Auch aus der späten Impfung des Klägers lässt sich kein Hinweis auf eine Vorschädigung herleiten. Nach Prof. Dr. L1 wird eine frühe Impfung nur empfohlen, um einen möglichst frühzeitigen Schutz gegen gefürchtete Infektionskrankheiten aufzubauen. Zudem haben die Eltern des Klägers gegenüber Frau Dr. G darauf hingewiesen, dass Dr. C insgesamt spät geimpft hat, so auch im Falle der Schwester des Klägers.
Nach den Unterlagen hat der Kläger vor der Impfung auch keinen Infekt gehabt. Laut Dr. C bestand lediglich nach der Impfung ein leichter Infekt der oberen Luftwege.
Soweit der Kläger aufgrund des Schreibens von Dr. C vom 16.09.1997 davon ausgeht, dass eine Gastroenteritis keine Gehirnerkrankung verursachen könne, so ist dieser Auffassung nicht zu folgen. Sie steht den früheren Ausführungen von Dr. C entgegen. So ging Dr. C in einem an das Versorgungsamt Dortmund im Mai 1977 verfassten Schreiben selbst davon aus, dass diese Möglichkeit bestehe. Im Übrigen hat Prof. Dr. L1 in diesem Zusammenhang darauf hingewiesen, dass die im Schreiben vom 16.09.1997 geäußerte Auffassung von Dr. C aus medizinischer Sicht abwägig sei.

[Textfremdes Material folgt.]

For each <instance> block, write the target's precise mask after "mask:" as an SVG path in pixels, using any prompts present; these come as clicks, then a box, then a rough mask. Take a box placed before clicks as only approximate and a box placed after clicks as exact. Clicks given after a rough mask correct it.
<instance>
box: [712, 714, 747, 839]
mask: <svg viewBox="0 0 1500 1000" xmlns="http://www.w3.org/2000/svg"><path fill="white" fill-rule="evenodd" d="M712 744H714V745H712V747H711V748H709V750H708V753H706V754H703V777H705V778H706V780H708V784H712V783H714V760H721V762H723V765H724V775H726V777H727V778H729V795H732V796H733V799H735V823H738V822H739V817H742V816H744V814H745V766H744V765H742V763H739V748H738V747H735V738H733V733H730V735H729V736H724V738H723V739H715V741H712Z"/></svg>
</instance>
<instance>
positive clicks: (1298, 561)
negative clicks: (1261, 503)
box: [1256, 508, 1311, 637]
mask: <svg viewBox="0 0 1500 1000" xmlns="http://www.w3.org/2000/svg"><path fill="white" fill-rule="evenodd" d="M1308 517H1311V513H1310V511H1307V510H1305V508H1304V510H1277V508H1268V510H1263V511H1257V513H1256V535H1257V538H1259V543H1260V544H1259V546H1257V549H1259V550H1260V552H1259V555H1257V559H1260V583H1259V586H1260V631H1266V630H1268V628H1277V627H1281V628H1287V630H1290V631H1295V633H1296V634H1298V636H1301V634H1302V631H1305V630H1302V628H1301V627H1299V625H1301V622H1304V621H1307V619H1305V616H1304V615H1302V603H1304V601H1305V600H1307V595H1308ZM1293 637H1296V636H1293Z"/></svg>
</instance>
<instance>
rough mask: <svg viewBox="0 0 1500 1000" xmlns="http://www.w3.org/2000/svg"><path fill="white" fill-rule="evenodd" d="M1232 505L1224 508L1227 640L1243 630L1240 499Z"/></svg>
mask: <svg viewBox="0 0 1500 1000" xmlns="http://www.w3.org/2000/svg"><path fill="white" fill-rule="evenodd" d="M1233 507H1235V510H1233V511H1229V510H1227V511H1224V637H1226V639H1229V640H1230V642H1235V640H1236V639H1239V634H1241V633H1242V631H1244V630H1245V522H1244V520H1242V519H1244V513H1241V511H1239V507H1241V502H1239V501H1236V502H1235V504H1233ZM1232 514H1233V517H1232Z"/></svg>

Auch die Voraussetzungen der Kann-Versorgung nach § 52 Abs. 2 Satz 2 BSeuchG (§ 61 Satz 2 IfSG) sind nicht erfüllt. Der Sachverständige Prof. Dr. L1 hat die Frage, ob die zur Anerkennung einer Gesundheitsstörung als Folge der Impfschädigung erforderliche Wahrscheinlichkeit nur deshalb nicht gegeben sei, weil über die Ursache des festgestellten Leidens in der medizinischen Wissenschaft Ungewissheit bestehe, eindeutig verneint.
Die Kostenentscheidung beruht auf § 193 SGG.
Gründe, die Revision zuzulassen, sind nicht gegeben.